AEG endured more than its share of drama last year after the death of Michael Jackson. This year, the drama continues – but this time, the sensational headlines are coming from the sports world.
AEG Sports recently wrapped its fifth edition of the Amgen Tour of California which, in a sense, had its validation as a world-class cycling event further sealed when it was used as a showcase on which to hang a doping scandal.
Just prior to the launch of the Tour’s fifth stage May 22 – and smack dab in the middle of the weeklong race – former ToC winner Floyd Landis accused Lance Armstrong, Levi Leipheimer and several other former teammates of using performance-enhancing drugs and other scandalous behavior. Landis was stripped of the 2006 Tour de France title when he tested positive for PEDs. He insisted he didn’t use the drugs, until he admitted he did.

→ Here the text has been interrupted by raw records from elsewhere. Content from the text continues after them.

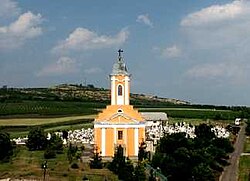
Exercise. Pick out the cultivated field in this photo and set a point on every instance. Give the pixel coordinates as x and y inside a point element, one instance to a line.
<point>41,121</point>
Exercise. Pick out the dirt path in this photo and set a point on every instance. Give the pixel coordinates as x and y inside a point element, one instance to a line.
<point>231,172</point>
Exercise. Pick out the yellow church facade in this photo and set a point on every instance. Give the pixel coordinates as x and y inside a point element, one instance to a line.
<point>119,123</point>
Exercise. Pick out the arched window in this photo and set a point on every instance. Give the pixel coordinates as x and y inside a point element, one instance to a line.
<point>119,90</point>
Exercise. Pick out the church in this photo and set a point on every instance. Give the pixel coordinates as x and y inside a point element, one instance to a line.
<point>119,124</point>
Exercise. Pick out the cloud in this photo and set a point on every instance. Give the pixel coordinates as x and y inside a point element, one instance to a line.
<point>84,39</point>
<point>237,74</point>
<point>64,65</point>
<point>144,18</point>
<point>215,13</point>
<point>217,39</point>
<point>8,8</point>
<point>171,52</point>
<point>93,70</point>
<point>24,28</point>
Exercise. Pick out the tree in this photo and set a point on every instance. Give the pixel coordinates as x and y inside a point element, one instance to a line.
<point>181,158</point>
<point>96,161</point>
<point>139,173</point>
<point>121,166</point>
<point>142,154</point>
<point>204,131</point>
<point>36,139</point>
<point>55,143</point>
<point>65,134</point>
<point>71,153</point>
<point>6,147</point>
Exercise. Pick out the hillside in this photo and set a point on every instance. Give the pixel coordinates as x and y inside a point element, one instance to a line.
<point>70,92</point>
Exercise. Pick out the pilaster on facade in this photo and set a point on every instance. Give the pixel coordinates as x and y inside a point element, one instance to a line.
<point>103,148</point>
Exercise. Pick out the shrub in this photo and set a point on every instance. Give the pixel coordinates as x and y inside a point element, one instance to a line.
<point>48,154</point>
<point>74,166</point>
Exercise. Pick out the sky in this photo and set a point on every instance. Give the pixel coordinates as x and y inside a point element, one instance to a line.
<point>192,50</point>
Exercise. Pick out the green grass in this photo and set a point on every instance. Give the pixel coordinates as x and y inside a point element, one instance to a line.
<point>244,168</point>
<point>27,164</point>
<point>17,133</point>
<point>196,113</point>
<point>247,145</point>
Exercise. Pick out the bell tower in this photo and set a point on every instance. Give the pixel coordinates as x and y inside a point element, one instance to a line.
<point>119,124</point>
<point>120,82</point>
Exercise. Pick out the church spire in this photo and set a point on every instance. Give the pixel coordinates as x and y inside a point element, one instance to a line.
<point>120,51</point>
<point>119,68</point>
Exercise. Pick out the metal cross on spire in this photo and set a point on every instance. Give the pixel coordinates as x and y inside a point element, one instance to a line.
<point>120,53</point>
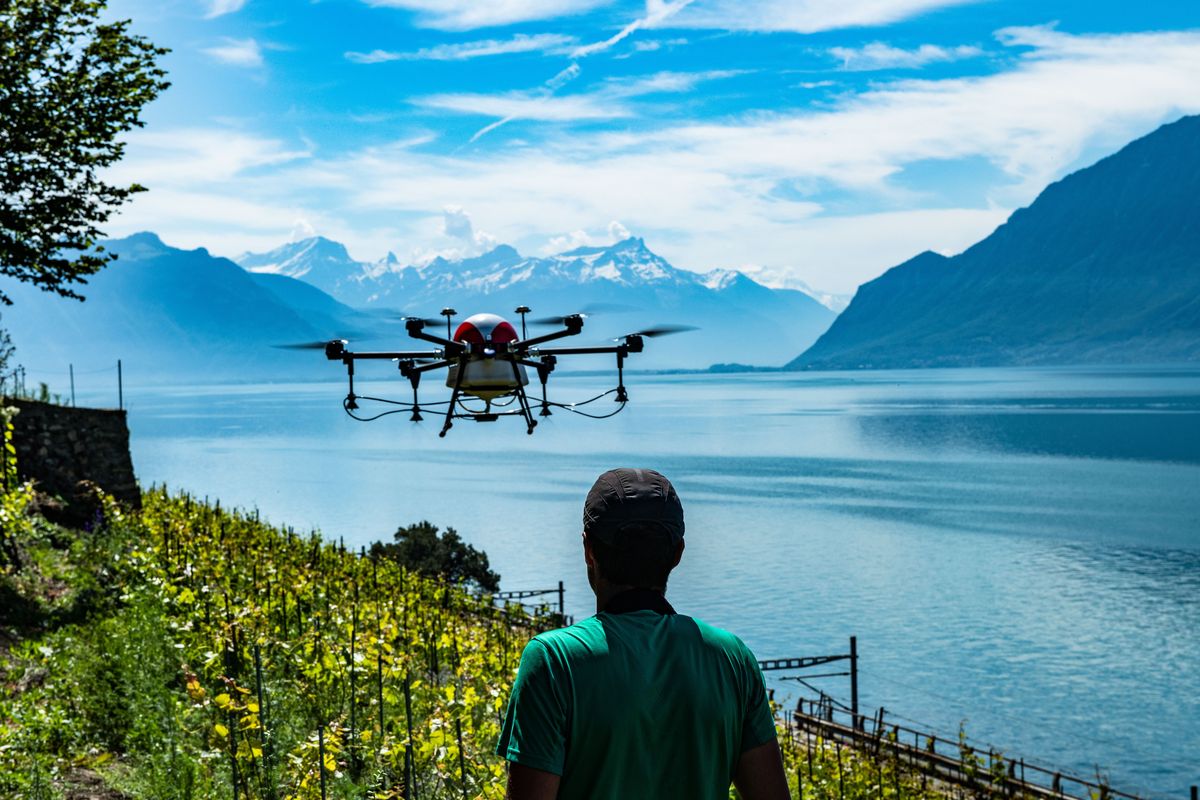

After Armstrong crashed out during Stage 5 outside the farming burg of Visalia, Calif., his attorney published a response and a series of damning e-mails on the TeamRadioShack website. Among them were exchanges by Landis and a sponsor with AEG Sports President Andrew Messick – some of which implied Landis would air his dirty laundry during the race if he was not allowed to enter.
Neither Landis nor his team was invited to compete.
Additionally, the e-mail exchange revealed Landis suggested the Tour, which is owned by AEG Sports, refund the $40,000 paid by his title sponsor for a VIP tent at the Los Angeles time trial in the event his team was not added. Landis made a brief appearance at the tent during that Tour of California stage.
In the meantime, a race was run and Australian Michael Rogers was the winner, besting David Zabriskie and Leipheimer, the previous three-time champ.